鳳洐隱晦地看了陸橋二人一眼,繼續說道,“裏面有不少部落,那些部落的首領基本是獸王或者接近獸王的級別,我們低調為好。”

鳳洐擠眉弄眼的,陸橋看出了對方的暗示,心裏覺得好笑,看來這兩人確實很怕翡翡,擔心翡翡脾氣不好,在猛獸嶺與其他獸人起沖突,不過陸橋並不擔心。

陸橋點了點頭,“我們會小心行事的。”

“別怕。”詹檀湊到陸橋耳邊小聲說道,“他們都打不過我。”

“我不怕,我們翡翡好厲害。”

詹檀很滿意,從陸橋身上滑了下來,四人並排前行。

“橋,你來猛獸嶺有什麽想買的麽?”鳳洐問道,“你有什麽想要的,隨時跟我說。”

但還未等陸橋開口,詹檀冷聲道,“不需要。”

鳳洐一驚,羽毛差點兒炸開,他忘記這位祖宗對陸橋變態的占有欲了。

陸橋笑著打圓場,“風羽族收留我,為我療傷,你不欠我什麽了,別放在心上。”

翡翡來找他的時候,帶了他之前的背包,就是在松屋部落遺失的那個。而且不知道是怎麽做到的,背包變得十分牢固,還多了一個由漂亮的皮草和羽毛做成的流光溢彩的掛件,看起來就像後世的時尚單品。

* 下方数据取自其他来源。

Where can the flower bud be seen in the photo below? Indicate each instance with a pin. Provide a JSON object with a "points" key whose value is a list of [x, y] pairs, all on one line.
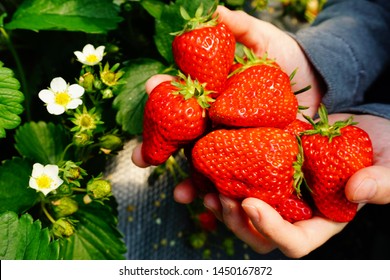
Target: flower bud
{"points": [[63, 228], [65, 206], [87, 81], [82, 139], [73, 173], [110, 142], [99, 188], [107, 93]]}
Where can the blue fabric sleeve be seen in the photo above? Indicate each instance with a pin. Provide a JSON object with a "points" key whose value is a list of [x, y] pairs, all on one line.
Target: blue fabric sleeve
{"points": [[349, 45]]}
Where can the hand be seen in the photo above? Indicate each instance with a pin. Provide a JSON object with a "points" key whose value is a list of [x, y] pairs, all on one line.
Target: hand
{"points": [[263, 37], [262, 228]]}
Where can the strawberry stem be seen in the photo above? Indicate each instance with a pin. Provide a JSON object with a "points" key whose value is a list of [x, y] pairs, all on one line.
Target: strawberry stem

現在背包裏面除了自己之前常用的物品,又多了不少寶石,陸橋並不缺錢。

“我不是那個意思。”鳳洐擺了擺手,對於合得來的朋友,他一向大方,“你過來,我便要盡地主之誼,別跟我客氣。”

陸橋沒再說什麽,他想到自己背包上的掛件,那根金燦燦的羽毛還是鳳羽族的珍藏,連鳳洐都沒見過的,不知道怎麽到了翡翡手裏,他們確實也沒客氣。這麽一想,陸橋甚至還有點兒心虛。

傍晚時分,四人到達了猛獸嶺。

雖然稱為“嶺”,但獸人們口口相傳的猛獸嶺往往指的是他們面前的這座坐落於平原之上的城,四周是連綿起伏的山巒,無數部落分散在四周。

周圍部落的獸人,以及從更遠部落來的獸人,都可以在這座城裏進行交流。

正對入口,一直向裏面走,可以看到一座高大的建築,聽鳳洐介紹,那裏就是獸王們聚會議事的地方。

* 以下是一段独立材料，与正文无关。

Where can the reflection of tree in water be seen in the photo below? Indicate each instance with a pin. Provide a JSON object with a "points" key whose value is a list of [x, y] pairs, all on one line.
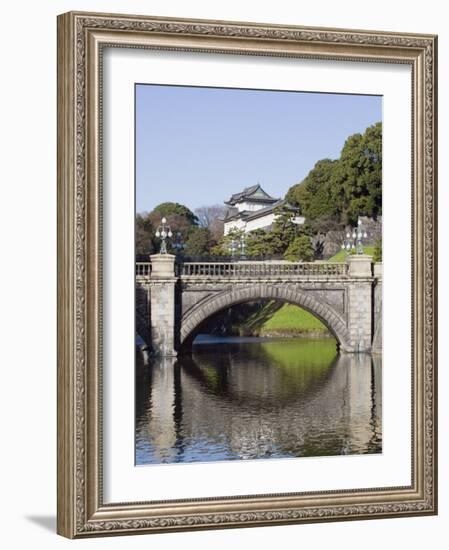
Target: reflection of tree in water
{"points": [[286, 398], [262, 374]]}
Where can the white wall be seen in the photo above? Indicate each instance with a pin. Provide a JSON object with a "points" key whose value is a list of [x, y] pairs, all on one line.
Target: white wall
{"points": [[28, 296]]}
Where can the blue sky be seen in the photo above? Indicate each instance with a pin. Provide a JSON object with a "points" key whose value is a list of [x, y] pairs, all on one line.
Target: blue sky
{"points": [[197, 146]]}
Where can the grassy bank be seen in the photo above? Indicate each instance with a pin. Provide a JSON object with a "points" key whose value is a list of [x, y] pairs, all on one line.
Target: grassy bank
{"points": [[341, 256], [274, 319]]}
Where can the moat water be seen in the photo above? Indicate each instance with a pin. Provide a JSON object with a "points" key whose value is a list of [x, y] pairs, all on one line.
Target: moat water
{"points": [[253, 398]]}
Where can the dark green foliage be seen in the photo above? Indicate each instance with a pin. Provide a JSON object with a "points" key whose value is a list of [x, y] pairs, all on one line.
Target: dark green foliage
{"points": [[198, 242], [300, 249], [144, 235], [169, 208], [377, 253], [336, 192]]}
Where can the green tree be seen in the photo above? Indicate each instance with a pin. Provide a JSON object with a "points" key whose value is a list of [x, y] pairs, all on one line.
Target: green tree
{"points": [[336, 192], [144, 234], [377, 253], [199, 242], [357, 180], [166, 209], [300, 249], [313, 195], [181, 220]]}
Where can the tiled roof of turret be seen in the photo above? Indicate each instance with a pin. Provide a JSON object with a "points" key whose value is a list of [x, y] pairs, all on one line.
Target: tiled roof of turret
{"points": [[254, 193]]}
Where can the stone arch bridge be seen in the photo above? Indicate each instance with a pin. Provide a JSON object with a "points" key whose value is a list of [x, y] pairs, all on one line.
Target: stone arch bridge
{"points": [[174, 299]]}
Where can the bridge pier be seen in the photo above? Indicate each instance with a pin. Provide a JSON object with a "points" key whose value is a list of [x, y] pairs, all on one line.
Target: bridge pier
{"points": [[162, 317], [347, 297], [360, 314]]}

海月也是獸王之一,聽到這裏冷冷一笑,“說是議事,不過就是互相攀比罷了。”

在這個弱肉強食的世界中,獸人們愛好爭鬥,不會去討論和真正解決問題。他們的議事往往就是比誰的土地面積更大,財富更多,而不是如何改善生存的環境,如何在惡劣條件下讓更多的獸人活下來。

之前淵海出現海怪,這些部落選擇成為旁觀者,沒人伸出援手,甚至落井下石,因此海月對現在的制度極為不滿。

鳳洐拍了拍海月的肩膀以表安慰,“獸人們總會意識到應該去追求什麽樣的生活,這一切終究會改變的。”

聞言,陸橋松了一口氣。

在與翡翡聊天時,陸橋就得知鳳洐和海月是這個世界的主角,也聽對方提到了“臨時任務”,他還在擔心,作為外來者的自己影響了劇情無法修覆,現在看來,主角的本性就決定了劇情的走向,也許過不了多久,就會改變這個世界,一切都會越來越好。

托海月的關系,他們順利入住了鐵石部落。

部落的首領是一只巨犰狳,陸橋遠遠看了一眼,對方的外殼閃爍著一種奇異的光澤,看起來就堅硬無比。這個部落位於猛獸嶺的一角,又盛產“隕鐵”,叫做鐵石部落,十分貼切。

首領十分熱情地招待了他們,幫他們騰出了四個相鄰的山洞,洞裏擺著石質的桌椅,角落裏鋪著厚厚的幹草,雖然空間不大,但幹凈舒適。

陸橋將背包放在桌子上,正準備去找翡翡,就見對方自然地走了進來,顯然沒有分開住的意思。

“我明天要去一個地方。”

陸橋剛剛拿出背包裏的東西,正準備簡單收拾一下,聞言停下了手裏的動作,看向了身邊的人。

“我以前生活的地方就在這附近。”

陸橋的腦海中立刻浮現了“神殿”二字,他又想起曾經聽獸人們提起過,猛獸嶺是距離獸神最近的地方,“那是一個什麽樣的地方?”

“我已經離開太久了,不了解新獸神的情況,明天我先去看看。”

一踏入這片區域,詹檀就感受到了新神的氣息。

當他從那個位置下來之後,其實就不該再涉足。不過詹檀那天突然想起,曾經有不少獸人向他進貢,當時的他未曾留意過這些東西,但想必是不小的財富。

無論陸橋是否願意陪自己回主世界,他都想讓陸橋在這個世界過得自在舒服,那麽拿回屬於自己的財富就很有必要。而且陸橋又很喜歡收集奇怪的東西,若是能拿這些東西哄對方開心也是極好的。

“等我溝通好,再帶你去看。”

想到翡翡願意帶自己去看他的過去,而且還是“神殿”,陸橋是很開心的,因此笑著點了點頭,繼續收拾手邊的東西,卻沒有發現對方微妙的變化。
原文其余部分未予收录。